USAA Casualty Insurance Company is the latest insurer to face a proposed class action that alleges Georgia policyholders who’ve submitted total loss auto claims have been underpaid with regard to the state’s title ad valorem tax (TAVT) and license plate transfer fees.
The 27-page breach-of-contract lawsuit against USAA further alleges the insurer’s underpayment of TAVT and license plate transfer fees has also resulted in the underpayment of car replacement assistance (CRA) for a proposed “sub-class” of policyholders in Georgia who had a CRA endorsement on their policies.
According to the complaint, the material terms of proposed class members’ USAA private passenger auto insurance policies require the payment of TAVT and license plate transfer fees on collision and comprehensive total loss claims. The USAA policies at issue, the suit says, require USAA to pay “actual cash value” (ACV) on total loss claims, an amount that should reasonably cover replacement costs likely to be incurred by policyholders to replace the vehicle, including TAVT and title and license plate transfer fees.
Georgia law, according to the case, expressly requires private passenger auto insurers such as USAA who pay total loss claims based on ACV minus deductible to pay applicable taxes and fees based on the total loss vehicle.
The lawsuit alleges the plaintiff, a Henry County resident, was underpaid for Georgia’s TAVT by more than $295 after submitting a total loss claim:
“The TAVT at the time of Plaintiff’s loss was 7% of the value of the vehicle set by the 2018 Georgia Motor Vehicle Assessment Manual for Title Ad Valorem Tax (‘TAVT Manual’). Plaintiff’s total loss vehicle was valued at $4,925.00 by the TAVT Manual. As such, the TAVT due on Plaintiff’s claim was $344.75 (.07 x $4,925.00). But USAA paid only $49.25 in TAVT on Plaintiff’s total loss claim.”

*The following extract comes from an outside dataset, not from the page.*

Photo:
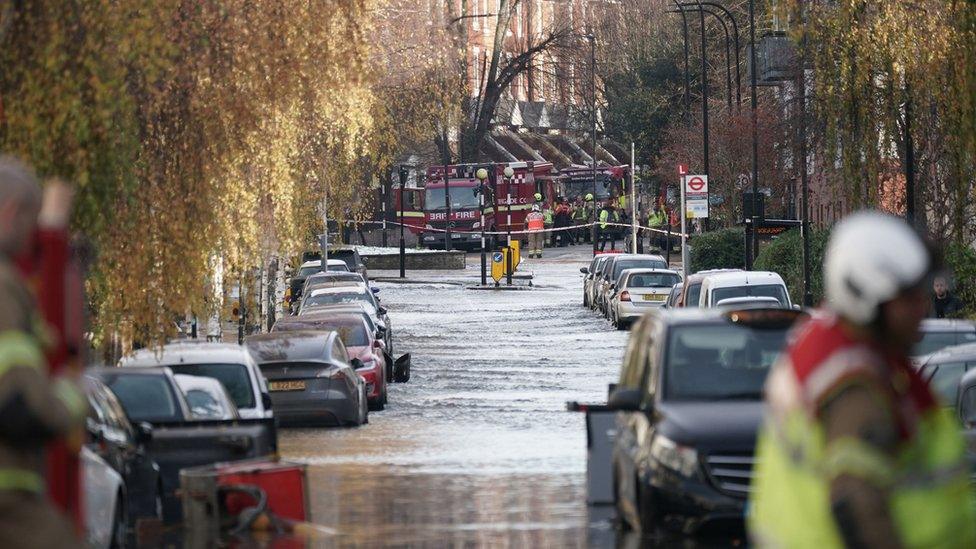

Moreover, the plaintiff was also underpaid by USAA by a minimum of $5 on license plate transfer fees, the case claims. Still further, the amount paid to the plaintiff by USAA on his total loss claim did not include 20 percent of the car’s ACV and title and license plate transfer fees as part of the consumer’s car replacement assistance coverage.
All told, the plaintiff does not dispute the value of the total loss vehicle as determined by USAA or whether his policy and Georgia law require payment of TAVT. The issue, the suit claims, is that USAA paid an “incorrect and insufficient amount” for Georgia’s TAVT.